Since 2016, we have been working in partnership with Coperfrito to establish a sustainable alternative for the wood used to build seaweed drying tables by coastal communities that have transitioned into aquaculture activities. Together we aim to alleviate the aquaculture material demand on the rapidly diminishing Spiny Forest by establishing a tree nursery. Following the success of our aquaculture programmes along the coast, we would also like to provide this an alternative sustainable livelihood option for inland villagers.
The implementation of tree nurseries followed by plantations, will provide a fast growing, renewable resource that can be used primarily for local charcoal production and construction.
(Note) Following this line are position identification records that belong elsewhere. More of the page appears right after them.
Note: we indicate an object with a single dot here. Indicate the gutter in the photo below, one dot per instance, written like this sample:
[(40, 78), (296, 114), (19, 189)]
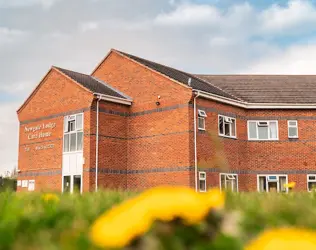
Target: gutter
[(195, 142), (248, 105)]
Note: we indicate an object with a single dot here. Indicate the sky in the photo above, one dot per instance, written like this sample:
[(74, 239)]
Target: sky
[(198, 36)]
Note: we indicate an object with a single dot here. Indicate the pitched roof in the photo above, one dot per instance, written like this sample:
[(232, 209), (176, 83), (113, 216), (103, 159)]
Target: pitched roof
[(93, 84), (288, 89), (180, 76)]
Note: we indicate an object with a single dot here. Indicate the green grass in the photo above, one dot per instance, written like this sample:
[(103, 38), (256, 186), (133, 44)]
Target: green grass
[(28, 222)]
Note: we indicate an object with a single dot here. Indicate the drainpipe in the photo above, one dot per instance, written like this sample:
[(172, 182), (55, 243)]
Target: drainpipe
[(195, 143), (97, 146)]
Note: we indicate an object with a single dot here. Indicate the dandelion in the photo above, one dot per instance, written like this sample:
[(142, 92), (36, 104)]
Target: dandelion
[(284, 239), (50, 197), (134, 217)]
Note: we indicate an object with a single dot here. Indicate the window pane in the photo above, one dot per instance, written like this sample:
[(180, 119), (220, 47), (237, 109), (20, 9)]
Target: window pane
[(263, 133), (282, 181), (221, 125), (73, 144), (252, 127), (77, 183), (79, 121), (262, 184), (227, 129), (273, 130), (223, 178), (79, 140), (202, 185), (311, 186), (201, 123), (292, 132), (66, 184), (71, 126), (233, 131), (66, 143), (292, 123)]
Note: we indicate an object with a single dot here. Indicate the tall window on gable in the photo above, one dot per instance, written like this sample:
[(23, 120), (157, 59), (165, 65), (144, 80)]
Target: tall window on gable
[(202, 181), (73, 133), (292, 129), (263, 130), (226, 126), (201, 119)]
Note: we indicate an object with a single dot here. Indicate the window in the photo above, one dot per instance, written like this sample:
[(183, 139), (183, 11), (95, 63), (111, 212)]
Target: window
[(201, 119), (263, 130), (73, 133), (311, 183), (272, 183), (292, 129), (229, 182), (202, 181), (31, 185), (227, 126)]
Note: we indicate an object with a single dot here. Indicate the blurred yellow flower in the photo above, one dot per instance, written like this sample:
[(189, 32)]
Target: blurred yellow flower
[(50, 197), (290, 185), (284, 239), (134, 217)]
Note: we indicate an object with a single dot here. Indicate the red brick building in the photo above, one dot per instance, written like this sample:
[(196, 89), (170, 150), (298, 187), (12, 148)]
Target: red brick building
[(134, 124)]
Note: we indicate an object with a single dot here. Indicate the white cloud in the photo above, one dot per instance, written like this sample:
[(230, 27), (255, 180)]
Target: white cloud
[(297, 59), (8, 36), (189, 14), (9, 135), (88, 26), (295, 14), (46, 4)]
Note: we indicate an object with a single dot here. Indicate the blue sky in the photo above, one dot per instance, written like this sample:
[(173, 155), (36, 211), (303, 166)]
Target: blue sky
[(199, 36)]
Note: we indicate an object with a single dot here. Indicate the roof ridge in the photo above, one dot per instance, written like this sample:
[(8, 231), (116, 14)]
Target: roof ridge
[(189, 75), (110, 87), (219, 88)]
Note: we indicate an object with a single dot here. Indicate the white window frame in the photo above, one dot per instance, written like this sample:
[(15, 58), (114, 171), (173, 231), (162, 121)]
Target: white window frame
[(223, 135), (308, 181), (257, 122), (292, 126), (230, 176), (201, 116), (202, 179), (76, 131), (278, 180)]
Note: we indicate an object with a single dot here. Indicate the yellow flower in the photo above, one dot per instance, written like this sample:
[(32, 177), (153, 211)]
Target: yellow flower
[(50, 197), (285, 239), (134, 217), (290, 185)]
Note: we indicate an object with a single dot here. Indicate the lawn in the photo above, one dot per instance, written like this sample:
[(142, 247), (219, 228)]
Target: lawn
[(27, 221)]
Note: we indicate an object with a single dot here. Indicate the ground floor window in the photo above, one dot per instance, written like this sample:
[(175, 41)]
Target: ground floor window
[(72, 183), (311, 182), (272, 183), (202, 181), (229, 182)]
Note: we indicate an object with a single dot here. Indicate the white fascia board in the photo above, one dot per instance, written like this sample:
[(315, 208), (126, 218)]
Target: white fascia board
[(247, 105), (114, 99)]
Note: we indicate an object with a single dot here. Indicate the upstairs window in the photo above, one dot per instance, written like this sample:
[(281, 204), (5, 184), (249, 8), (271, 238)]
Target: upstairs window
[(201, 119), (229, 182), (202, 181), (262, 130), (73, 133), (311, 182), (227, 126), (292, 129)]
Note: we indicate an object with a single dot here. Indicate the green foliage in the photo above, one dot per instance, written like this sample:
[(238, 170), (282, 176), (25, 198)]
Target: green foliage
[(29, 222)]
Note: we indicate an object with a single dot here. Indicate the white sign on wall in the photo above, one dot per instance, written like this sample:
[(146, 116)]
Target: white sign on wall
[(31, 185), (25, 183)]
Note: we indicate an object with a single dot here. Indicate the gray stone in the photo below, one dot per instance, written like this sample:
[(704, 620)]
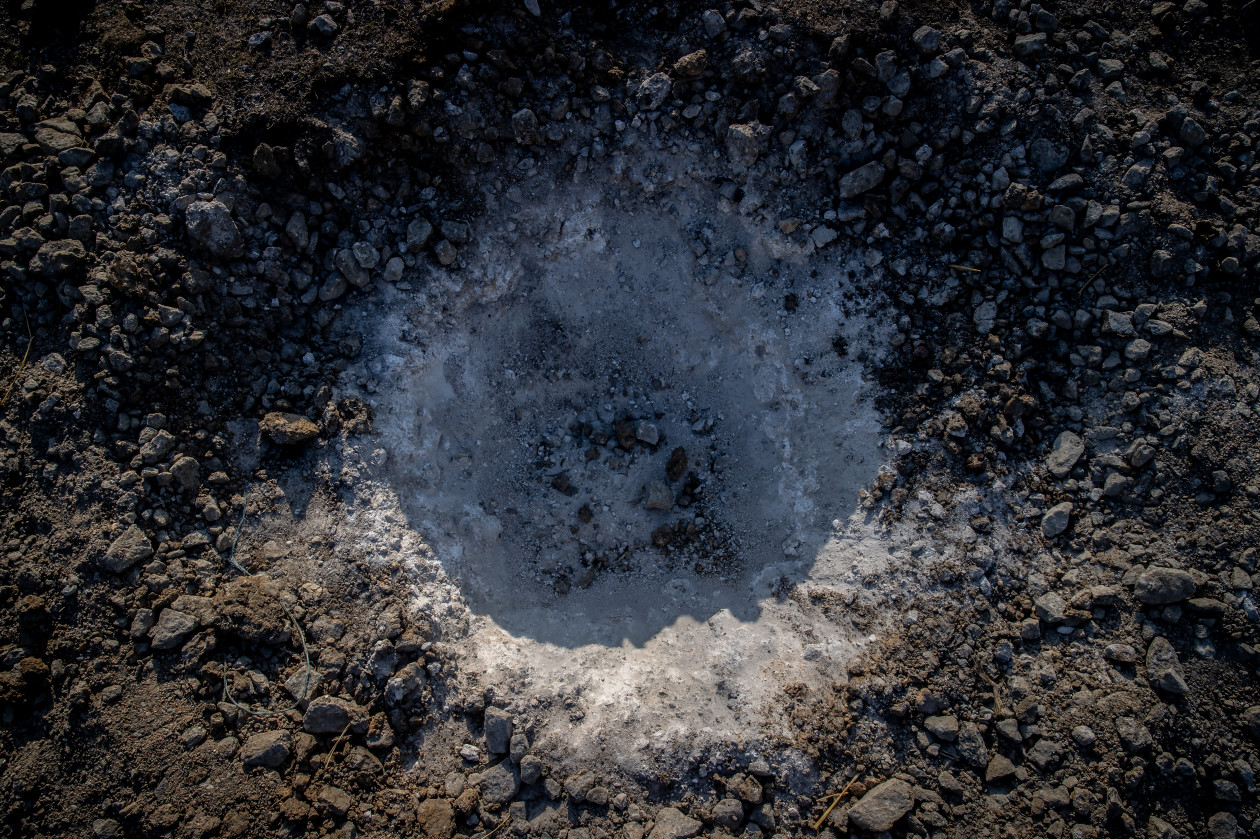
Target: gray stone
[(531, 769), (1056, 519), (417, 234), (673, 824), (745, 141), (1067, 450), (1251, 719), (945, 727), (498, 731), (1133, 735), (881, 808), (1051, 607), (57, 135), (1047, 156), (325, 25), (862, 179), (332, 714), (654, 91), (1045, 753), (211, 227), (1158, 586), (692, 66), (270, 748), (1084, 736), (999, 770), (187, 471), (1031, 45), (727, 814), (524, 127), (659, 496), (498, 784), (129, 549), (1164, 668), (171, 629)]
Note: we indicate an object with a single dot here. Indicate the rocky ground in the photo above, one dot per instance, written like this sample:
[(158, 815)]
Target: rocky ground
[(1057, 212)]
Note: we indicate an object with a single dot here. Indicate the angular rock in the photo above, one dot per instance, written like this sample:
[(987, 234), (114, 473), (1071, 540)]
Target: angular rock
[(1031, 45), (999, 770), (944, 727), (270, 748), (1062, 457), (58, 257), (498, 731), (654, 91), (745, 141), (692, 66), (862, 179), (332, 714), (1158, 586), (211, 227), (287, 428), (129, 549), (1164, 668), (171, 629), (57, 135), (970, 745), (499, 784), (728, 813), (1056, 519), (881, 808)]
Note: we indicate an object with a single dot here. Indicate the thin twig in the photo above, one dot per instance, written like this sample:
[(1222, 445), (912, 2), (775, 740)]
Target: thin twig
[(836, 798), (328, 760), (24, 357)]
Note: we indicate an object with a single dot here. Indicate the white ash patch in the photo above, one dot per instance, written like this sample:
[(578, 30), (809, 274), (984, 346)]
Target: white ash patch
[(527, 412)]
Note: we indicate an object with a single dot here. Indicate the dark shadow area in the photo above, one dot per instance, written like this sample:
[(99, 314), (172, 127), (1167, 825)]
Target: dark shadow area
[(531, 442)]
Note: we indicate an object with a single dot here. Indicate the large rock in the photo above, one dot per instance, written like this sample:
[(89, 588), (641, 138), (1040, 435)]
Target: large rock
[(129, 549), (862, 179), (332, 714), (1158, 586), (211, 227), (1164, 668), (1067, 450), (270, 748), (287, 428), (58, 257), (673, 824), (881, 808)]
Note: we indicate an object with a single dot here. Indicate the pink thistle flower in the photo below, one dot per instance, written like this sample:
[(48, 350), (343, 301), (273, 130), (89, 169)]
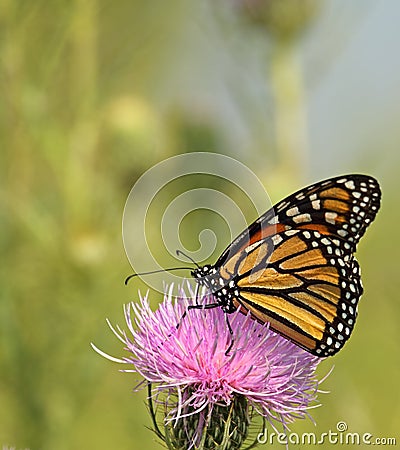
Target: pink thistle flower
[(200, 385)]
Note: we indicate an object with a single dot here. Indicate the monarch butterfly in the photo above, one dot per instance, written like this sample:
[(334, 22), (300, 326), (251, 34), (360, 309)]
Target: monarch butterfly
[(294, 267)]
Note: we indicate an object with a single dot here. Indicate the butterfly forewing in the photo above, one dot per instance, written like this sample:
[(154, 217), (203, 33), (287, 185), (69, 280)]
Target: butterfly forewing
[(294, 266), (309, 295)]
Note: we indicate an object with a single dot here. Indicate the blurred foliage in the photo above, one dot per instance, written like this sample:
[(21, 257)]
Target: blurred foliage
[(93, 94)]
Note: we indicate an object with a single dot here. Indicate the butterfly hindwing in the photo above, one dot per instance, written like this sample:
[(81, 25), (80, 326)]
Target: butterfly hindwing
[(308, 289), (341, 206), (294, 267)]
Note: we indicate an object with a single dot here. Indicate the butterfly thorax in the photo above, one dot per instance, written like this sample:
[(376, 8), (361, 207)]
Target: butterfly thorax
[(224, 293)]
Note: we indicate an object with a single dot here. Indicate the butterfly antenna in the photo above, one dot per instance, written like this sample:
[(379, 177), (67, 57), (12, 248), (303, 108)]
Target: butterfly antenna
[(180, 253), (155, 271)]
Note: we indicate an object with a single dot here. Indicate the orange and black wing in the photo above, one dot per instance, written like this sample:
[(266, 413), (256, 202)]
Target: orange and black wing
[(294, 267)]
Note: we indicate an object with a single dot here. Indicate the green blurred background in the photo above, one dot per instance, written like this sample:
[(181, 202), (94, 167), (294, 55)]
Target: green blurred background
[(93, 93)]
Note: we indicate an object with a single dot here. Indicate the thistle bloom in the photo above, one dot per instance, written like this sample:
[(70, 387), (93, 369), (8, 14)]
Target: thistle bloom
[(209, 397)]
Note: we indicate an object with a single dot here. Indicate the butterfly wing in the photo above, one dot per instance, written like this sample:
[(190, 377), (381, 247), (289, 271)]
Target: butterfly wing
[(294, 266)]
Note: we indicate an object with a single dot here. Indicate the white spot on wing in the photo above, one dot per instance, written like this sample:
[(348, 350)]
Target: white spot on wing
[(302, 218), (292, 211), (350, 184), (330, 217)]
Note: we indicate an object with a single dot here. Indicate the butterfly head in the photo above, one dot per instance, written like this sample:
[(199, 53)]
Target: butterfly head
[(202, 274)]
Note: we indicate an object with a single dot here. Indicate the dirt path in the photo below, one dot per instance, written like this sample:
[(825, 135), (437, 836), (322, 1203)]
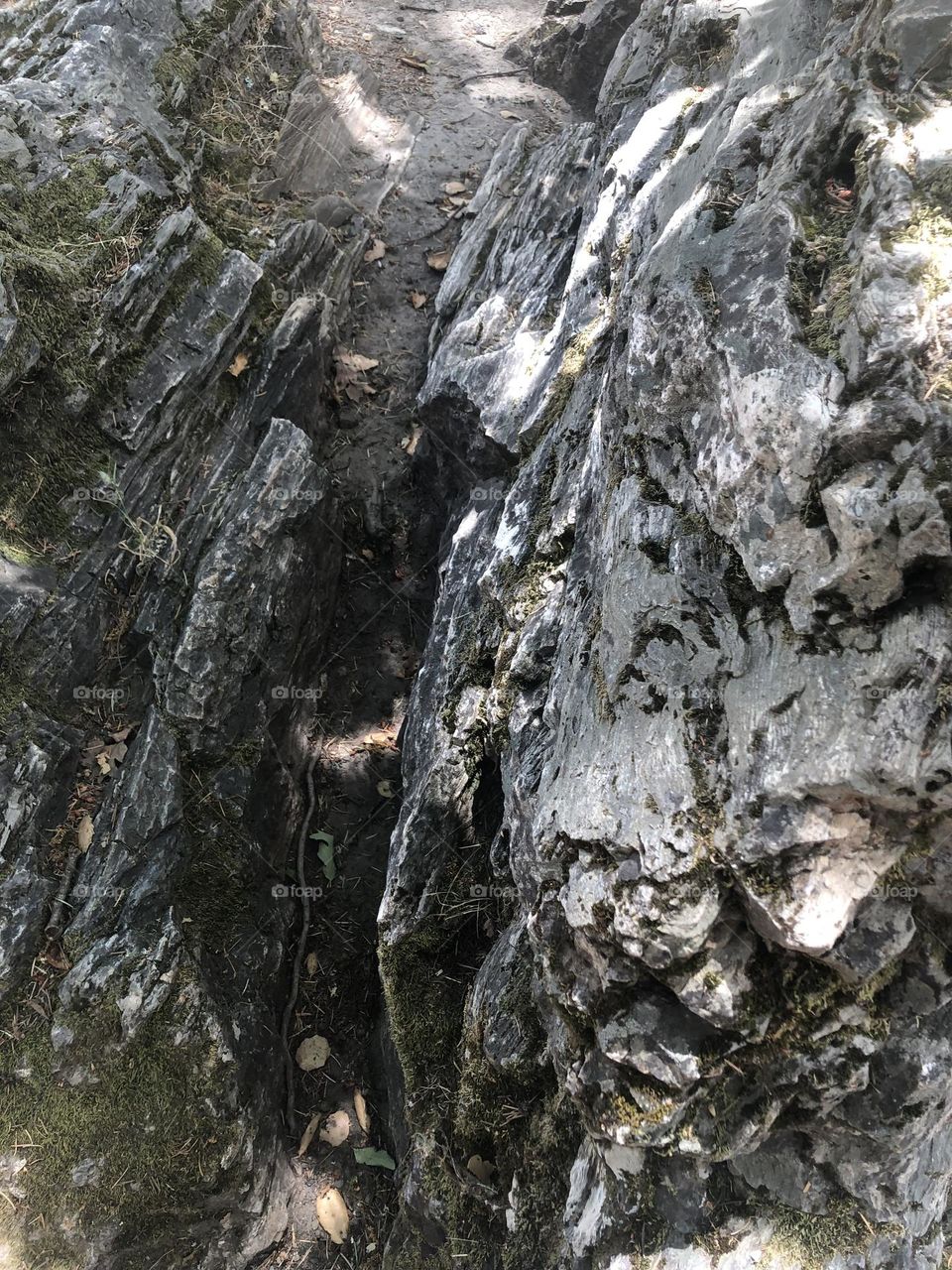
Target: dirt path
[(442, 76)]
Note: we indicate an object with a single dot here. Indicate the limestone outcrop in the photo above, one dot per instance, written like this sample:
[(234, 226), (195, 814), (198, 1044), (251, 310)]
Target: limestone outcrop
[(665, 935), (172, 294)]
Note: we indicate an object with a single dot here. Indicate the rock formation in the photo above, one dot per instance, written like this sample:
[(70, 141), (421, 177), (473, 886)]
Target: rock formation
[(665, 938), (172, 294), (665, 935)]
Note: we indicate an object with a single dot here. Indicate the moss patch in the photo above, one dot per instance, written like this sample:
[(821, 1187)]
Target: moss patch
[(150, 1124)]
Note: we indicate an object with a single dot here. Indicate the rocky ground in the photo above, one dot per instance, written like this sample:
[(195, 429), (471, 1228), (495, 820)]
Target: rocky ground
[(613, 670)]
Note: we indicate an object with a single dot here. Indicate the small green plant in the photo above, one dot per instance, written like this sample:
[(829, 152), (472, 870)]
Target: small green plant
[(325, 853)]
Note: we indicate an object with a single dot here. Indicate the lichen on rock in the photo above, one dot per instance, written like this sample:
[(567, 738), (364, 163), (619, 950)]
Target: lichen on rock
[(712, 588)]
Properly managed tree plantations will allow farmers to earn more from producing better quality charcoal, and help slow the current unsustainable trend of people moving from woodland to woodland, cutting down trees and not replanting them. This project will work towards mitigating coastal migration and reducing future pressure on the region’s natural resources. The establishment of a tree nursery will educate inland villagers of the importance of protecting and restoring the forests while empowering them by providing a renewable resource.
The project is still in the initial stages, but to date we have successfully established a tree nursery. The nursery currently hold over 4,000 saplings including several species that we are testing for use in sustainable charcoal production, and some species for reforestation purposes, as well as fruit-bearing trees to address the issues of food security under climate change. We have also recently received some exotic local species saplings such as Rosewood and Baobab from the DREEF (Regional Department of Environment, Ecology and Forests) nursery! We are currently growing saplings, monitoring project success, and planting mature saplings in a test plot. We have held several meetings with the target inland community of Tsivonoe to inform and educate, and obtain their approval. Villagers are fully cooperative with the proposed alternative livelihood scheme, especially after hearing of the benefits reaped by the coastal villages involved in our marine-based sustainable livelihoods programme.
Our longer-term goals are to establish a protected forest area and ultimately implement an indigenous species reforestation programme to counteract the effects of human degradation on the Spiny Forest.